In general, the research and arguments that created this “caucus” come from Juan Linz, a Yale political scientist and a founding father of comparative constitutional study. In 1990, Linz wrote a piece called “The Perils of Presidentialism” that describes the inherent tension in presidential systems, which arises from independent elections of executives and legislatures. In a divided government each party has a claim to popular legitimacy based on their own electoral victory. In this case, the House Republicans claim popular legitimacy from their elections (despite receiving considerably fewer votes than Democrats in House elections in 2012) while President Obama and the Senate Democrats claim popular legitimacy based on their own electoral successes. This leads to (at least electorally) defensible and intransigent stands by both sides.
Millhiser and Pareene elaborate on this proposition by discussing the death of the American moderate consensus and how that has led to the breakdown. When American moderates run things on both sides, extremism is rooted out and agreement can be found. This moderate consensus seems to be gone as we are as polarized as we haven't been since the mid-1800s — a time when a good portion of the country literally didn’t want to be a part of the country any more. Pareene also goes on to point out the fact that individual House members from safe, ultraconservative districts are actually acting rationally, and that shutting down the government is the only way for them to avoid a primary challenge from the right.

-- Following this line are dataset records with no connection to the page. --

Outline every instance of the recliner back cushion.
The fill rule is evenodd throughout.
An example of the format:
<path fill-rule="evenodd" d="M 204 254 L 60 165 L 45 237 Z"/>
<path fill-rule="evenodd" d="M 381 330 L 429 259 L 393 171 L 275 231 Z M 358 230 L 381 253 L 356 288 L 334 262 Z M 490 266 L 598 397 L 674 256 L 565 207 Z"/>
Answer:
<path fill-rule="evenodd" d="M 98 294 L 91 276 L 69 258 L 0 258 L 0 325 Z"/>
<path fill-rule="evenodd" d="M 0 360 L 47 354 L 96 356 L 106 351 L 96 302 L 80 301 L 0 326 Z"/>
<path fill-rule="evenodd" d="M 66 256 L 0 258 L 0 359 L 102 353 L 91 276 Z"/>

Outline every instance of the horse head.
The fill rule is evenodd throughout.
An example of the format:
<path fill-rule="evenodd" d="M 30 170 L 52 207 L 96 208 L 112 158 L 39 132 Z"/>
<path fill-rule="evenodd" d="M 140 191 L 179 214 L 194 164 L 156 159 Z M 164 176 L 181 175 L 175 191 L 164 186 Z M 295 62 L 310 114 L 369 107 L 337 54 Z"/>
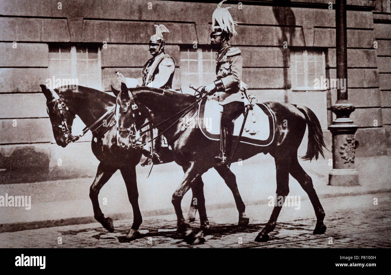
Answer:
<path fill-rule="evenodd" d="M 130 139 L 135 138 L 146 119 L 151 119 L 150 115 L 145 106 L 136 104 L 132 92 L 124 83 L 121 84 L 116 104 L 117 144 L 122 148 L 129 148 Z"/>
<path fill-rule="evenodd" d="M 65 147 L 72 137 L 72 124 L 75 115 L 68 110 L 63 99 L 60 97 L 58 89 L 48 89 L 45 85 L 40 85 L 39 86 L 46 98 L 47 110 L 56 143 Z"/>

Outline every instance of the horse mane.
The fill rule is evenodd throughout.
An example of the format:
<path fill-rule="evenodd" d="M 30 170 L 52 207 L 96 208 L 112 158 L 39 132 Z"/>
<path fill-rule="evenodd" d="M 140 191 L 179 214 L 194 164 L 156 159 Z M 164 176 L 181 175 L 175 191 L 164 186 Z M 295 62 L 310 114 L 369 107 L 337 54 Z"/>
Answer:
<path fill-rule="evenodd" d="M 181 102 L 185 104 L 190 105 L 197 100 L 197 98 L 195 96 L 189 94 L 180 93 L 169 90 L 151 87 L 136 87 L 134 88 L 129 88 L 128 90 L 131 92 L 135 92 L 136 95 L 138 93 L 142 93 L 143 92 L 156 93 L 163 96 L 168 96 L 177 102 Z"/>
<path fill-rule="evenodd" d="M 68 88 L 66 86 L 59 87 L 56 88 L 56 89 L 58 89 L 59 91 L 59 95 L 61 95 L 62 94 L 64 95 L 66 93 L 70 92 L 75 92 L 75 90 Z M 99 98 L 101 100 L 105 101 L 112 101 L 114 100 L 115 102 L 115 97 L 113 95 L 112 95 L 107 93 L 105 93 L 102 91 L 90 88 L 89 87 L 77 85 L 77 91 L 79 92 L 81 92 L 91 94 L 94 97 Z"/>

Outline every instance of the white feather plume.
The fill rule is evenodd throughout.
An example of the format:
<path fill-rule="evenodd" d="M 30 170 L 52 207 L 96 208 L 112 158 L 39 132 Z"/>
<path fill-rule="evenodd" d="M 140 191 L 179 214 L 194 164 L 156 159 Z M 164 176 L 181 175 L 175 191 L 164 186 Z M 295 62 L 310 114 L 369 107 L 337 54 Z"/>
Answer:
<path fill-rule="evenodd" d="M 163 32 L 169 32 L 170 31 L 168 30 L 168 29 L 163 24 L 161 24 L 160 25 L 157 25 L 156 24 L 154 25 L 155 27 L 156 28 L 156 35 L 158 35 L 161 37 L 163 37 Z"/>
<path fill-rule="evenodd" d="M 236 35 L 237 32 L 235 31 L 235 25 L 237 25 L 238 22 L 233 20 L 228 10 L 231 7 L 221 7 L 221 5 L 226 1 L 226 0 L 223 0 L 219 3 L 217 7 L 213 12 L 212 14 L 212 29 L 214 29 L 216 26 L 218 25 L 222 30 L 230 35 Z"/>

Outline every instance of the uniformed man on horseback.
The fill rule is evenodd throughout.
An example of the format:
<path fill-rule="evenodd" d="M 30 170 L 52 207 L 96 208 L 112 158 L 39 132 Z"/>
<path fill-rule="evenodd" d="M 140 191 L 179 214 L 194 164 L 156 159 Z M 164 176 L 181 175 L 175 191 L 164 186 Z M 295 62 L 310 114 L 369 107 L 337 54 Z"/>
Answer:
<path fill-rule="evenodd" d="M 216 59 L 217 79 L 204 88 L 204 91 L 207 93 L 215 93 L 214 97 L 223 107 L 220 122 L 221 150 L 219 156 L 215 158 L 218 162 L 218 166 L 228 165 L 233 120 L 236 118 L 232 117 L 232 112 L 229 111 L 225 104 L 233 101 L 242 101 L 245 94 L 241 81 L 243 59 L 240 50 L 228 43 L 233 35 L 237 34 L 235 25 L 237 23 L 232 19 L 228 11 L 229 8 L 221 7 L 224 1 L 219 4 L 212 16 L 210 42 L 212 47 L 218 51 Z"/>
<path fill-rule="evenodd" d="M 145 86 L 161 89 L 171 89 L 172 79 L 175 71 L 175 62 L 169 55 L 164 51 L 165 44 L 163 38 L 163 32 L 169 32 L 167 28 L 163 24 L 154 25 L 156 33 L 149 39 L 148 43 L 149 52 L 152 57 L 145 63 L 143 68 L 142 77 L 137 79 L 125 77 L 120 74 L 118 74 L 117 79 L 118 82 L 124 82 L 128 87 Z M 158 135 L 156 132 L 155 135 Z M 150 156 L 154 163 L 161 162 L 159 151 L 161 149 L 161 138 L 154 140 L 153 151 Z M 147 162 L 148 160 L 146 161 Z"/>

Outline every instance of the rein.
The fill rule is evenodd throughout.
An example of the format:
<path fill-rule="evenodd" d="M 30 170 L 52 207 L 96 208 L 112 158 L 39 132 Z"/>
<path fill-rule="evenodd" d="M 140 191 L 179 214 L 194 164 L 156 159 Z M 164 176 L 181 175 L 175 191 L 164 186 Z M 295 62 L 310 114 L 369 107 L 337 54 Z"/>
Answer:
<path fill-rule="evenodd" d="M 174 126 L 179 120 L 181 119 L 181 118 L 180 117 L 179 117 L 172 124 L 171 124 L 168 127 L 167 127 L 164 130 L 163 130 L 163 131 L 162 131 L 160 133 L 159 133 L 159 134 L 158 135 L 156 135 L 156 137 L 154 137 L 154 138 L 153 138 L 150 139 L 149 140 L 147 140 L 147 141 L 145 141 L 145 142 L 143 142 L 143 143 L 142 143 L 140 144 L 139 144 L 139 145 L 136 145 L 136 144 L 137 142 L 140 142 L 141 141 L 141 140 L 143 138 L 144 136 L 146 136 L 147 135 L 147 133 L 148 132 L 150 132 L 151 130 L 153 130 L 154 129 L 155 129 L 155 128 L 157 128 L 158 127 L 160 126 L 160 125 L 161 125 L 162 124 L 164 124 L 164 123 L 165 123 L 166 122 L 167 122 L 168 121 L 169 121 L 169 120 L 171 120 L 171 119 L 172 119 L 173 118 L 174 118 L 175 117 L 176 117 L 177 115 L 181 115 L 181 114 L 182 115 L 185 115 L 188 113 L 189 112 L 190 112 L 190 111 L 191 111 L 193 109 L 193 107 L 195 105 L 196 105 L 198 103 L 198 102 L 199 102 L 200 101 L 201 101 L 201 100 L 202 100 L 202 99 L 204 99 L 204 98 L 207 95 L 208 95 L 207 94 L 205 94 L 202 97 L 200 97 L 199 99 L 197 99 L 197 101 L 196 101 L 196 102 L 193 102 L 193 103 L 192 103 L 190 105 L 188 106 L 187 107 L 184 108 L 184 109 L 183 109 L 183 110 L 181 110 L 181 111 L 179 111 L 179 112 L 178 112 L 176 113 L 174 115 L 171 116 L 171 117 L 170 117 L 169 118 L 165 120 L 164 120 L 163 121 L 162 121 L 161 122 L 159 122 L 159 123 L 158 123 L 158 124 L 156 124 L 156 125 L 153 126 L 152 127 L 150 128 L 149 129 L 147 129 L 146 130 L 145 130 L 145 131 L 143 131 L 142 132 L 141 132 L 140 133 L 140 137 L 138 138 L 137 138 L 137 139 L 132 139 L 131 137 L 130 137 L 131 135 L 129 134 L 129 139 L 130 140 L 130 142 L 131 142 L 131 144 L 132 145 L 132 147 L 133 147 L 133 148 L 135 148 L 135 147 L 139 147 L 140 148 L 142 148 L 142 147 L 143 147 L 147 144 L 147 143 L 152 142 L 154 140 L 156 139 L 156 138 L 158 138 L 159 137 L 160 137 L 162 135 L 163 135 L 164 133 L 165 133 L 169 129 L 172 127 L 173 126 Z M 133 110 L 135 110 L 135 109 L 134 108 L 133 108 Z M 133 114 L 133 116 L 134 116 L 134 114 Z M 118 117 L 117 117 L 117 118 L 118 118 Z M 118 119 L 117 119 L 117 120 L 118 120 Z M 117 121 L 117 123 L 118 123 L 118 121 Z M 151 122 L 148 121 L 148 122 L 147 122 L 146 123 L 144 123 L 139 128 L 141 129 L 143 127 L 145 127 L 145 126 L 147 126 L 147 125 L 151 124 Z M 135 129 L 136 130 L 135 126 L 135 125 L 134 125 L 134 124 L 132 124 L 132 126 L 131 126 L 131 127 L 134 127 Z M 128 130 L 128 131 L 130 131 L 130 130 L 129 129 L 126 129 L 126 130 Z M 122 130 L 124 130 L 123 129 Z M 135 135 L 132 135 L 134 136 Z"/>
<path fill-rule="evenodd" d="M 100 117 L 91 124 L 91 125 L 90 126 L 86 126 L 83 129 L 83 133 L 81 135 L 79 135 L 77 136 L 74 136 L 72 135 L 71 133 L 71 131 L 69 130 L 69 129 L 68 128 L 68 124 L 66 123 L 66 119 L 64 117 L 64 114 L 63 113 L 63 108 L 65 108 L 66 110 L 68 110 L 69 109 L 68 109 L 68 107 L 67 107 L 65 103 L 60 99 L 59 97 L 58 97 L 58 98 L 55 97 L 52 100 L 50 101 L 49 102 L 47 102 L 47 108 L 48 108 L 47 106 L 48 104 L 52 102 L 54 102 L 55 104 L 57 104 L 58 109 L 60 110 L 60 114 L 61 117 L 61 118 L 62 119 L 62 121 L 61 121 L 61 125 L 59 125 L 59 127 L 61 127 L 65 136 L 66 138 L 65 142 L 67 144 L 68 144 L 70 143 L 74 142 L 75 141 L 76 141 L 81 137 L 84 135 L 86 133 L 87 133 L 87 132 L 90 130 L 91 130 L 91 132 L 96 131 L 100 127 L 100 126 L 104 124 L 104 122 L 102 122 L 102 123 L 99 125 L 98 127 L 95 128 L 91 130 L 91 129 L 95 127 L 98 124 L 100 123 L 101 122 L 104 120 L 104 119 L 108 115 L 108 116 L 107 117 L 107 120 L 108 120 L 109 121 L 111 121 L 114 117 L 114 108 L 115 108 L 115 106 L 113 107 L 105 113 L 103 115 Z M 76 116 L 75 115 L 75 117 Z M 104 126 L 106 128 L 108 128 L 109 126 L 111 127 L 113 126 L 115 123 L 115 121 L 114 122 L 111 122 L 110 123 L 108 123 L 107 125 L 106 126 L 104 126 Z"/>

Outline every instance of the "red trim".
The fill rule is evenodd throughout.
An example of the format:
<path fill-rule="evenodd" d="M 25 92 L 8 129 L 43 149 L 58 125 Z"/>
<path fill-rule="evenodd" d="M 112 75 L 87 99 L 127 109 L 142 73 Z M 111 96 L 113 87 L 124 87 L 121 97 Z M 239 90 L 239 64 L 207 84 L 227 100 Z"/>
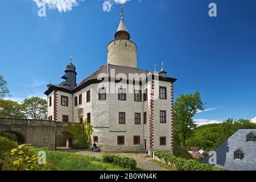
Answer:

But does anyone really think the system is going anywhere? Is there a single rational thinking person out there who thinks that this government shutdown (or the upcoming fight on whether the government should pay for things it has already bought, also known as the debt ceiling) is going to be what causes the world’s most powerful country to say “we’ve ridden this presidential thing for long enough”? The government can’t manage to fund itself, so imagine the craziness that even a single high-profile call for constitutional convention would create. Screams of “anti-American” and “doesn’t believe in American exceptionalism” would echo across cable news faster than a royal birth. It seems more likely that a few of the idiots responsible for this self-inflicted catastrophe could be tossed out in a year, than that the country decides to scrap of the whole American constitutional system. After all, people were pissed off when they found out that the shutdown meant they couldn’t visit the Constitution in the National Archives.
The “why” question is multi-layered and complex. There are tremendous flaws to our constitutional system. As both Millhiser and Pareene point out, it allows for the creation of safe seats and allows for the representatives of 18% of the population to hold the government hostage (Pareene actually has a great laundry list of the undemocratic elements of our constitutional system, in case anyone needs a brief lesson). Every two years we go to the polls and we elect folks, asking them to represent our interests. We also ask them to act like grownups. The constitutional issues are important, but they are not going anywhere. Blaming the constitutional system that gets them elected is an academic exercise. Lay the blame where it belongs, on the morons running things. Maybe then in a year we can work to elect non-morons.